In some cases, the budget deficit of a service can be intentional as the service would not be sustainable otherwise – public transit systems are a common example as the operating costs cannot be feasibly recuperated from service charge increases. In the case of the Regional District of Nanaimo and all regional districts, the potential for service subsidization is eliminated as each service offering is independent from one another, such that a surplus created from one service cannot be used to offset a deficit created by another.
The Regional District engages in an even more complicated budgeting process for two overarching reasons. First, each service provided by, or funded through the Regional District has an independent budget; therefore, transfers between service areas are not possible. Budgetary flexibility is then limited, because a surplus in one service area cannot offset a deficit in another service area. The limited flexibility is also applied to the area rated tax collection system. Unlike most property taxes collected by a municipality, funding received through area rates is specifically allocated to a service and funds cannot be transferred between service areas.
Second, there is no single tax requisition for the Regional District. In a traditional municipality, tax requisitions can change based on changes to the tax rate. Therefore, within a traditional municipal structure, an increase to the property tax rate by two or three percent, will increase the tax requisition and fund the services required of the municipality. For the Regional District, tax requisition is dependent on the area and the applicable services provided to that area. Rates cannot easily change to address these deficits and forecasting the effects of proposed rate changes can be a complex and cumbersome process.
3. Regional District of Nanaimo’s Budgeting Challenges
The implications of the budget process are widespread across municipal organizations. When staffing resources are limited, opportunities to correct budget data errors are scarce. Therefore, detailing the operational budgets of services provided by the municipality is reliant on the cooperation of service managers to ensure that the recorded information is accurate and up to date.
In the case of the Regional District, data accuracy is imperative as each service provided by or funded through the Regional District has an independent budget.

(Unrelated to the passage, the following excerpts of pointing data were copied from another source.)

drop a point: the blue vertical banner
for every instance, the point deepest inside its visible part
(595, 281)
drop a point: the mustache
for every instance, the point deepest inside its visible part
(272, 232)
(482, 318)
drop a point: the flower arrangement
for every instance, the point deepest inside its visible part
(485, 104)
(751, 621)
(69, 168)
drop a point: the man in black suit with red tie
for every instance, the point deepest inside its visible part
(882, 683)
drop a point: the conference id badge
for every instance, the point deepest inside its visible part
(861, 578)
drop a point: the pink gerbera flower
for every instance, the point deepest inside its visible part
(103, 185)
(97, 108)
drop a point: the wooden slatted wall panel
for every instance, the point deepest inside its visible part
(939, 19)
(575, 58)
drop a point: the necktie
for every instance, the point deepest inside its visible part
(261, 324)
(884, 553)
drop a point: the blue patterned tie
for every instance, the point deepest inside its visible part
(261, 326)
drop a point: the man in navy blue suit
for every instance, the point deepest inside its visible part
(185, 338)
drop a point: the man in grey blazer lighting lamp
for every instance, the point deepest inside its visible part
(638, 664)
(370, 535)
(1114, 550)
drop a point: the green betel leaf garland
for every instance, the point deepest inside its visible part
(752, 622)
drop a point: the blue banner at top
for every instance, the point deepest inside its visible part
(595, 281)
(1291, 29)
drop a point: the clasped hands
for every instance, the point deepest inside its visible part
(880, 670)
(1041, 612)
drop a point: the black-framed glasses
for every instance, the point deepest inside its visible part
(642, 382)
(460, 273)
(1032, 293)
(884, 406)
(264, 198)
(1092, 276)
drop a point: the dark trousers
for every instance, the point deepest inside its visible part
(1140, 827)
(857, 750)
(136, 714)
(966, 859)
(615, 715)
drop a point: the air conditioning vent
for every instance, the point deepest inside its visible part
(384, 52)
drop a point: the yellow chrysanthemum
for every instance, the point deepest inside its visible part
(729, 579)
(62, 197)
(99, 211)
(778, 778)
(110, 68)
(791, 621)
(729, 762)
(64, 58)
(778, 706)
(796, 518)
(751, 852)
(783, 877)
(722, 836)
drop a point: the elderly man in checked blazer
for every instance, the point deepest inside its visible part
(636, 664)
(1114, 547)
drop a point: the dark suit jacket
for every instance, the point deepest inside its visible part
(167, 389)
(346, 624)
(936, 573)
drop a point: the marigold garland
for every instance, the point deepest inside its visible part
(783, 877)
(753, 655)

Manvir Manhas, Manager of Capital Accounting and Financial Reporting at the Regional District, explained the struggles of data accuracy and time efficiency before the implementation of FMW: “When using Excel for this type of budget process, there is a requirement to share and merge Excel spreadsheets across different departments. This creates large opportunities for error because the files might not merge properly, or the latest spreadsheet might not have been the one that was sent.” She emphasized that this process reduced data reliability, which in turn caused budgeting to become inefficient, time consuming, and tedious.
The former budgeting process also caused additional challenges in establishing and maintaining stakeholder buy-in as the majority of the financials were managed through an accounting software program and then extrapolated into Excel for analysis and budgeting functions. The Finance Department acted as the liaison between the accounting software and department managers to extract, condense, and provide the requested information resulting in delays for service managers to access the financial information.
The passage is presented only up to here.